Paula

Quarta-feira, Julho 1, 2009

Um dia conheci-a. Triste. Olhos mortiços.

Fui apanhada na curva da vida, dizia-me.
Ao contrário da minha própria mãe, por exemplo, vi-lhe quase sempre uma expressão alegre, voluntariosa. Amava os filhos e o marido, amava a vida e o que vivia… ou assim pensava eu.

A filha era minha conhecida. Conhecida porque não a considerava bem minha amiga. Era caprichosa. E mimada. Achava eu.

Um dia, tinha perto de quinze anos, fui lá a casa. Gostava da D. Paula eu.

A filha não estava.

Gostava de mim a D. Paula. Achou-me uma mulherzinha e deu-se, nesse dia, por entre chávenas de chá, a minha primeira conversa de mulherzinha.

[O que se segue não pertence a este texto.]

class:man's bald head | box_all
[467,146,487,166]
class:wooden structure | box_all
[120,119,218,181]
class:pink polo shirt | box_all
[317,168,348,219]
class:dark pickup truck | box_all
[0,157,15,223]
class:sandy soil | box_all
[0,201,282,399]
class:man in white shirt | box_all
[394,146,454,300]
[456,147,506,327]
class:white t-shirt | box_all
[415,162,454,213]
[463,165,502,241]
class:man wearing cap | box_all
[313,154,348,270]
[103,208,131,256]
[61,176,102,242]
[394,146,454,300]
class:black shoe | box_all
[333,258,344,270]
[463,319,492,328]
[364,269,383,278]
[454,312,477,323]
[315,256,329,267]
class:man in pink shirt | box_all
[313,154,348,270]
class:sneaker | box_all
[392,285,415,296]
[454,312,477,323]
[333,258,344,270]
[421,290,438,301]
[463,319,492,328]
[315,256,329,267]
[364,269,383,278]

Não nasci para ter marido, atirou assim. Nem filhos. Nasci para viver sozinha, para estar sozinha.

Casar, ter os meus filhos, contentar-me com um emprego de porcaria, uma vida de porcaria. Foi um erro. Foi tudo um erro.

E sabes o pior? Criei dois monstros! Criei um marido que se acha o melhor. Porquê? Porque lhe digo isso todos os dias. Os meus filhos? Porque os amo mais que tudo, mais que a vida. Porque os convenço que somos todos maravilhosos. E quem me convence a mim? Quem me diz que sou boa? Ninguém. Porque não sou, sabes.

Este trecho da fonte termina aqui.